ASSETCO MANAGEMENT AG
Advisors in Wealth Since 1996
Black Swan-Ereignis: Corona-Pandemie 01.04.2020
___________________________________________________________________________________________________________________________________________
«Black Swan» ist ein Buch des Publizisten und Börsenhändlers Nassim Nicholas Taleb über ein höchst unwahrscheinliches Ereignis, das häufig extreme Konsequenzen hat. Der Schwarze Schwan als Metapher wurde von ihm gewählt, da zu seiner Zeit schwarze Schwäne in der westlichen Welt noch unbekannt waren. Dabei treten nicht nur negative Black Swans wie die Finanzkrise oder der Fukushima-Atomunfall auf, sondern auch positive wie etwa die Entdeckung der antibakteriellen Eigenschaften von Penizillin oder die Entdeckung Amerikas auf der Suche nach einem neuen Weg nach Indien. Das geringe Auftreten solcher Ereignisse und ihre potenziell massiven Konsequenzen bringen es mit sich, dass die Annahme normalverteilter historischer Daten, auf die viele wirtschaftswissenschaftliche Modelle wie das Black-Scholes-Modell beruhen, sich für seltene oder gänzlich unbekannte Ereignisse («statistische» Ausreisser) nicht eignet.

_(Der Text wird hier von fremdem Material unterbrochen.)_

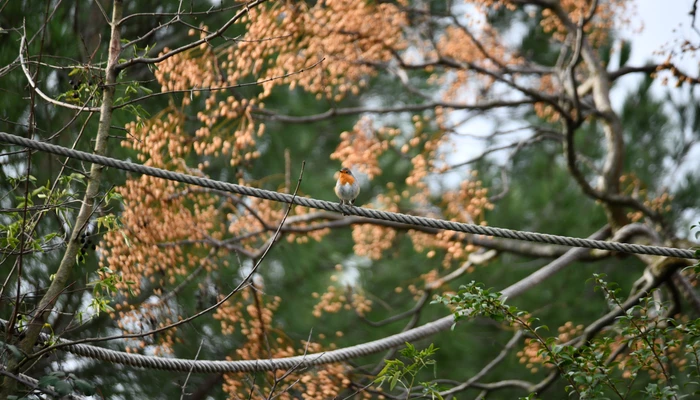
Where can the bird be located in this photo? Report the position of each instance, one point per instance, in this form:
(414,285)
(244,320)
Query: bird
(347,188)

Neuere wissenschaftliche Ansätze wie etwa diejenigen vom früheren UK-Notenbankpräsidenten Mervyn King verweisen in diesem Zusammenhang auf die Unterscheidung zwischen Risiko und Unsicherheit: Während Risiko anhand von historischen Datenreihen ermittelt werden kann, ist dies bei Unsicherheit nicht der Fall. Nach wie vor wird dieser Standardansatz in der Ökonomie allerdings auch zur Bestimmung der Unsicherheit angewendet, indem eine umfassende Liste an möglichen, völlig unsicheren Situationen in der Zukunft Wahrscheinlichkeiten zugeordnet wird. Daraus wird ein erwarteter Schaden oder Nutzen errechnet. Bei einem völlig unsicheren Ereignis ist dies jedoch problematisch, weil im Falle eines Black Swans der gesamte Schaden oder Nutzen anfällt. Bei diesen Ereignissen, die weder stabil sind noch wiederholt werden können, vermitteln konkrete Messzahlen daher nur eine falsche, u.U. gefährliche Gewissheit. Laut King wäre es ehrlicher, einfach zu sagen «wir wissen es nicht».
Wie wenig sinnvoll konkrete Prognosezahlen bei Black Swan-Ereignissen und deren Folgen sind, lassen heute die vielen, weit auseinanderliegenden Wirtschaftsprognosen betreffend Coronakrise erahnen: Ein Fed-Governor liess etwa verlauten, die US-Arbeitslosenquote könnte von derzeit 3.5% auf 15% steigen. Und auch die historischen Massnahmen der amerikanischen Notenbank suggerieren, dass die Welt am Rande einer Depression stehen könnte. Je nach Corona-Szenario prognostizieren die deutschen Wirtschaftsweisen ein Wirtschaftswachstum für 2020 von -1.5% bis -6%. Nicht ganz so weit auseinander liegen die entsprechenden Prognosezahlen des Seco für die Schweiz. Und auch die Einkaufsmanagerindizes, die sonst sehr gute Prognoseeigenschaften besitzen, sind in diesen Zeiten völlig unbrauchbar, da sie ebenfalls massiv schwanken. So schnellte etwa jüngst der völlig eingebrochene PMI für China von seinem historischen Tief im Februar (28.9 Punkte) auf jetzt 53 Punkte und liegt damit wieder im wirtschaftlichen Expansionsbereich. Aber auch diese Zahl sagt in solch einer Zeit wenig darüber aus, wie stark die Wirtschaftserholung in China in den nächsten Monaten sein wird. Solange die Coronakrise in der westlichen Welt nicht eingedämmt ist und damit eine Konkretisierung der wirtschaftlichen Folgen wenig sinnvoll ist, werden nicht nur die (wirtschafts-)politischen Entscheidungsträger, sondern auch die Finanzmärkte «auf tägliche Sicht» fahren müssen. Das heisst: Es wird eine längere Zeit sehr volatil an den Märkten bleiben und auch grössere Korrekturen können zwischendurch noch nicht ausgeschlossen werden.